For one reason or another, you find yourself caught hanging around dear ol' Penn for the summer. To the pre-med -- get back to work! You're wasting valuable seconds that could be better spent making index cards of your index cards.

To the rest of you, inevitably trudging up that hill towards graduation, either here for another class, for an internship or job in the area, for some general schmoozing or for perhaps some other reason, welcome to summer session, a Penn tradition.

Ahh -- I notice that your eyebrows fall puzzlingly as if to ask: "Tradition, you say? Like Hey Day or toast or (lying about) activities that went on under the button?" Exactly.

I graduated in May. My time at Penn is up. Believe me, the term "tradition" takes on a much looser definition after you realizes that college is behind you. Suddenly, things like your semi-regular trips to New Delhi , Gimbel or Chats, or anything memorable that you and friends shared becomes tradition, things you hope Penn students will still be doing when you come back for your 10-year reunion.

Summer session is one of those things.

Perhaps you've noticed how Penn has been magically transformed into the small liberal arts school you almost went to. Even with fewer students, more people seem to meet -- repetitive and concordant schedules ensure that the few who remain will interact or at least acknowledge the existence of the other.

The green becomes the central hub of campus that it should be, fruit truck profits soar, and general good cheer takes over the campus.

And the nightlife -- nary a night goes by without a house party or quiet gathering somewhere near campus to socialize the late hours away. It's summer, and you certainly are not as stressed or overworked as during the regular school year, so enjoy it while you can.

And more likely than not, your workload is not as demanding, and more immediate than longterm, so no big projects are looming in the distance. Get them over with during the week, and take the sterotypical but oft-overlooked weekend college roadtrip to the sea, AC, NYC or DC. Do this repeatedly.

I can still recite the first and last names of most of the students in my class that summer. I can't even remember who was in any of my others during my other four years. Indeed a strong bond was formed that summer by ten of us suffering and experiencing together, which spawned a listserve and an oft-used social network for the next two years.
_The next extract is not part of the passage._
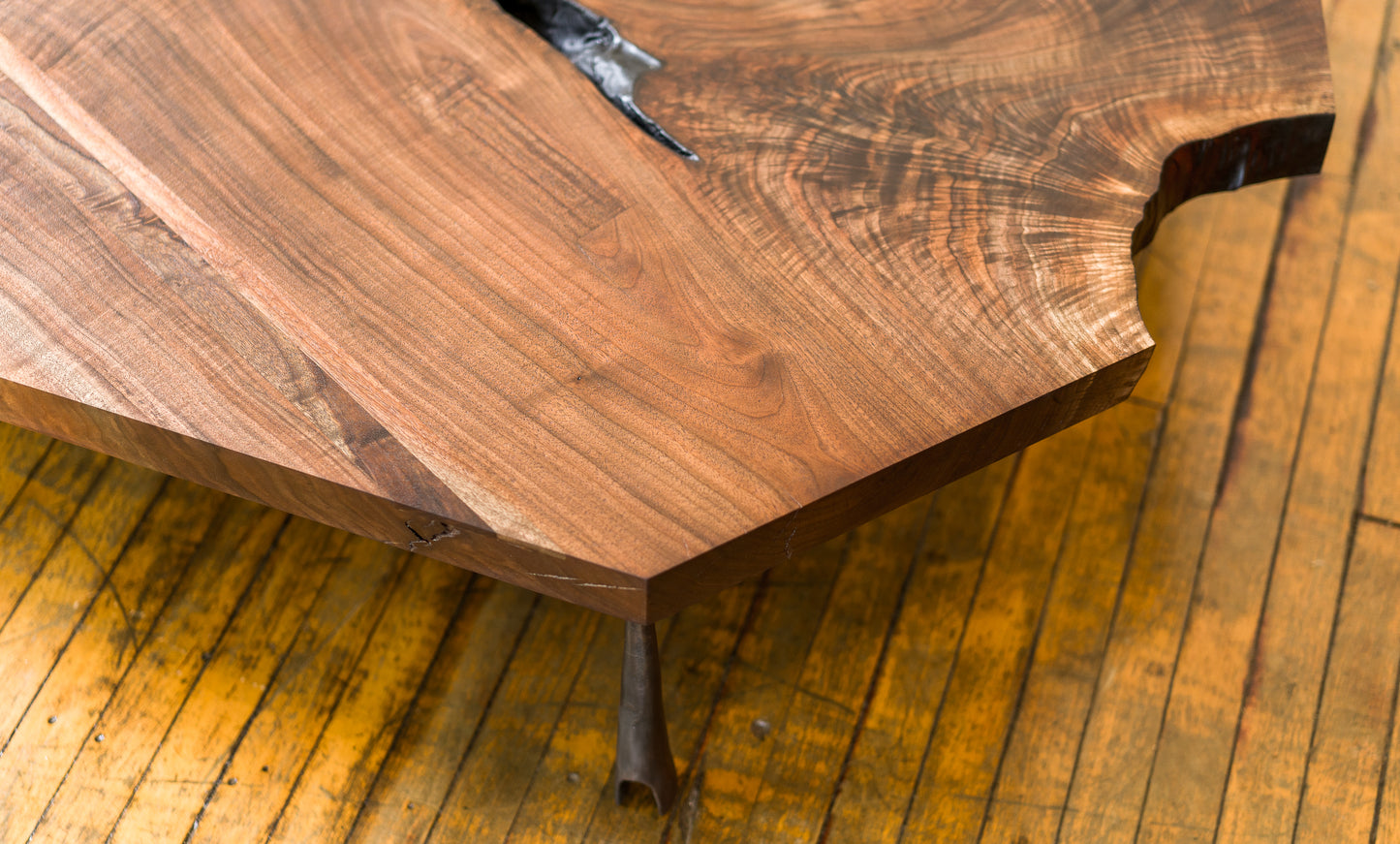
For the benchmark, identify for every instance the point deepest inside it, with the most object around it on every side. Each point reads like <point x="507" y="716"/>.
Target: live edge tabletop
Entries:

This is not to say to forget your work. When I spent my summer at Penn, I did my share of work and you should too. Just remember to enjoy the time as it inevitably slips by, and remember how good this summer should be.

If your summer isn't wonderful, your nose might need a little greasing to pull it out of the books, but it is well worth it. Trust me, the concept of a "free summer" just doesn't fly after you graduate college.
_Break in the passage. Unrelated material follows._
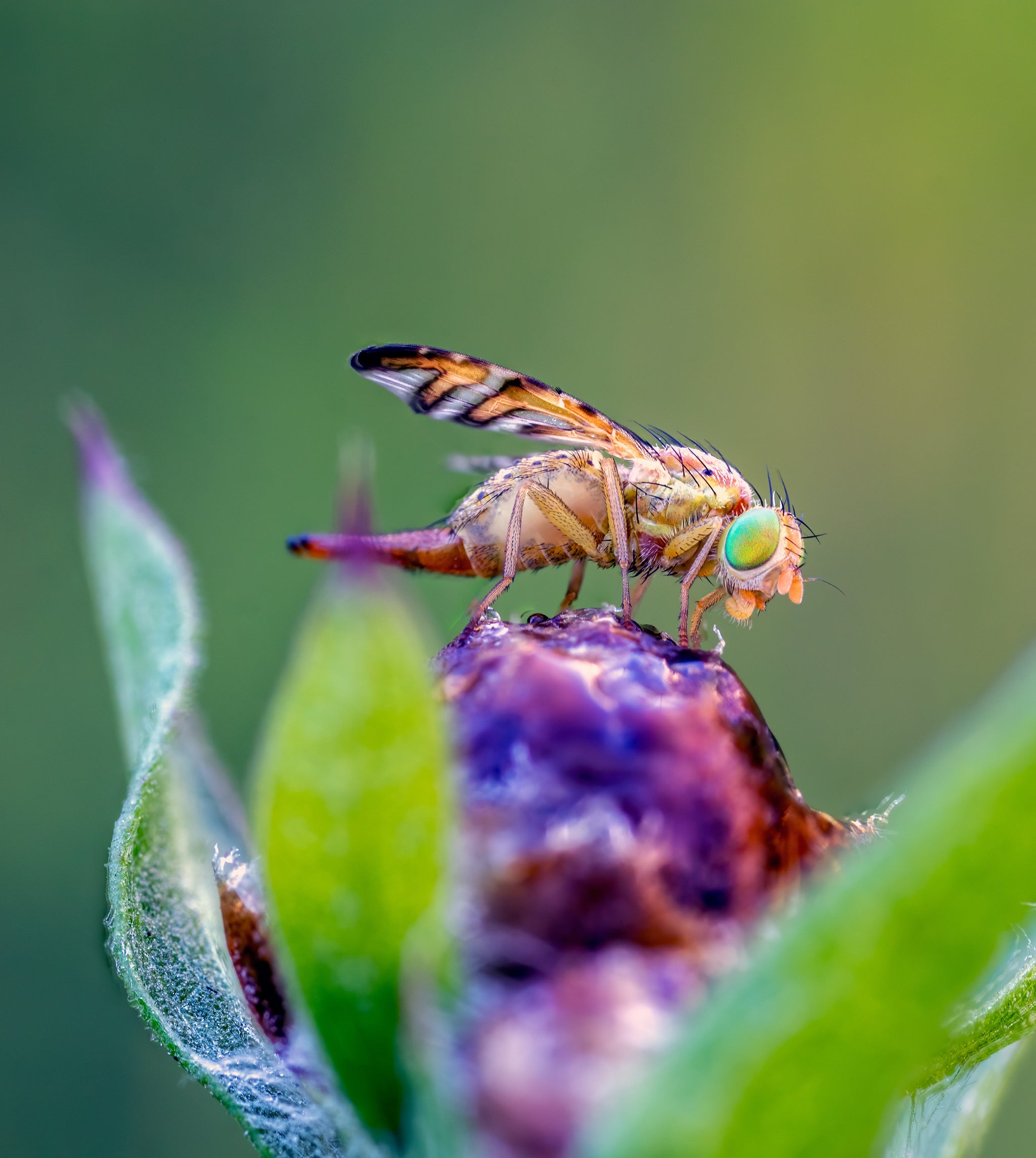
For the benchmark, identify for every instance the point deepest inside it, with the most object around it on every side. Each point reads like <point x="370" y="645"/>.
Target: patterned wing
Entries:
<point x="461" y="390"/>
Besides, from an alumnus' standpoint, unless you are pre-med, grades really don't matter anyway (and what are you doing still reading this? Get back to work!). You never fully comprehend that until you taste the afterlife. However, memories do, and are all that remain of that fine summer. Spend more time building your memories and friendships this summer, and less on your transcript and resume (that internship can't be that important).

And you'll thank me when, like me, you're over that hill.